I have a webmachine REST API server running on one machine. in anticipation of having more traffic that this machine cannot handle, i would need to expand to other nodes on other cpu`s. is there a way of configuring this?
if not what is the right way of distribution here, would i need to do it manually through OTP, concurrent workers and supervisors? where a worker is spawned and ships the request to the neighboring machine.
It kind of depends on your use case. Best way would be observing where you experience problems, and react accordingly.
You could look at your application as three separate parts. First one would be REST interface, second could be businesses logic (little more later), and third would be the data itself (resources, lets call it data store, but it could be even just another service).
This one is simplest. I assume you are using separate service for this (like Riak cluster), where you could do your scaling separately.

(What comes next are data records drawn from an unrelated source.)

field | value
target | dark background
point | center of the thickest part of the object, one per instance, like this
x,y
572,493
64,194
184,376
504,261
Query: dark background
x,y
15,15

One thing you could look into is just making sure connection between Webmachine and your data store can scale enough for your needs.
If your server just can not handle enough requests, just put another one next to it. You can router to dispatch request to both of therm, ans since they will use same data store, they will stay in "sync".
REST being based on http assumes stateless communication. Meaning, any two requests (form same user or two different ones) don't share any resources and can be handled by different applications (you also don't have to share anything between your Webmachine instances).
In theory you should not have any of this in your REST API server, but still lets discuss this a little bit.
Some of your requests might require little more work than just serving content. You might be doing some computation (like serving statistics that need to be generated). You might be updating some resource, that need to change more that one data in one place (one could think of it as of transaction). It could call for more computational power, or state synchronization, which would make scaling harder.
Way around this would be separating REST from such logic. Especially introducing micro-services, which you could scale up or down independently from Webmachine itself.
In Erlang you could actually introduce separate applications inside Erlang VM. Those again could be scaled up with use of Distributed Erlang (and little more in this topic and pull of workers (like poolboy. I would recommend this approach for start, since it is easiest to implement, and due to async nature of Erlang it could always easily be ported to external micro-service.
You also should check if your box can handle such traffic. One of most common mistakes is not increasing maximal number of file descriptors in your production. But again, first you should observe such problems, and then react to them. Premature optimization in most cases doesn't pay off.
You can monitor our applications and system resources with tools like Exometer or more out-of-the-box WombatOAM.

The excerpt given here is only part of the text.